Member of the North Dakota House of Representatives from the 44th district
- In office 1998 - 2016 Serving with Don Clark, Joshua Boschee

Personal details
- Born: May 6, 1964 (age 62) Fargo, North Dakota, U.S.
- Party: North Dakota Republican Party
- Spouse: Jennifer
- Alma mater: North Dakota State University Bachelors-Communications University of Mary Masters-Management
- Profession: Government relations

= Blair Thoreson =

American politician

Blair Thoreson (born May 6, 1964) is an American former politician. He served as a North Dakota Republican Party member of the North Dakota House of Representatives, representing the 44th Legislative District in Fargo from 1998 to 2016.

==Biography==

===Early life and education===
Blair Thoreson was born in Fargo, North Dakota. He received a bachelor's degree in communications from the North Dakota State University and a master's degree in management from the University of Mary.

===Career===
Thoreson spent 14 years employed in the telecommunications sector.
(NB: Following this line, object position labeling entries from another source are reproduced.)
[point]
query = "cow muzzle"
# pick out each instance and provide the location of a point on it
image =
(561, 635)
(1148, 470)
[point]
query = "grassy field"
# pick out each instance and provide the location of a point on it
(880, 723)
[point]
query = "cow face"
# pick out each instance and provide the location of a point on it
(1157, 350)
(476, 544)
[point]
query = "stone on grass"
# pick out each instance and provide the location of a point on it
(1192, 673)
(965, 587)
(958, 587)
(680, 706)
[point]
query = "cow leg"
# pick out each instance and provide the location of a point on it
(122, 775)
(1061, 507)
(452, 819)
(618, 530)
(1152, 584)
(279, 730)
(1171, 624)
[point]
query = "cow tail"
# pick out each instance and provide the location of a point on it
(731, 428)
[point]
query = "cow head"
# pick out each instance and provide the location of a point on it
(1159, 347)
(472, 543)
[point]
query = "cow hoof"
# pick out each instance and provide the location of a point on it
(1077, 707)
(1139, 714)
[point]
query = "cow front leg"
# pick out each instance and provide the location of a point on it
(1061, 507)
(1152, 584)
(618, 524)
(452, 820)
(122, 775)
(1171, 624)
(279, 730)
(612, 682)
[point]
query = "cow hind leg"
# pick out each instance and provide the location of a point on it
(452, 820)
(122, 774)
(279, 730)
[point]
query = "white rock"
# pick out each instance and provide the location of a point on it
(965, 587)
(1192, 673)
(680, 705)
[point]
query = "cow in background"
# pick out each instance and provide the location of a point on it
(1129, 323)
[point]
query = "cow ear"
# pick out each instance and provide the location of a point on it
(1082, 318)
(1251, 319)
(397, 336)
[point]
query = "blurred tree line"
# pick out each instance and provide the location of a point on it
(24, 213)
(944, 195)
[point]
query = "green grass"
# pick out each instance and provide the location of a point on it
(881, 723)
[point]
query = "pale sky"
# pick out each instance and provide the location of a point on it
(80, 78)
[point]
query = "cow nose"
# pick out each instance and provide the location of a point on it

From 1998 to 2016 he served as a Republican state representative for North Dakota, representing the 44th Legislative District in Fargo He served as chairman of the House Appropriations - Government Operations committee. Additionally, he served on the Administrative Rules, Budget Section, and Information Technology committees.

Thoreson is employed in government relations and regulatory affairs with Primacy Strategy Group, based in St. Paul, Minnesota with offices in Bismarck, North Dakota and Washington, DC.

===Personal life===
Thoreson is married to Jennifer Thoreson, and they have two children. They reside in Fargo, where they attend the First Lutheran Church.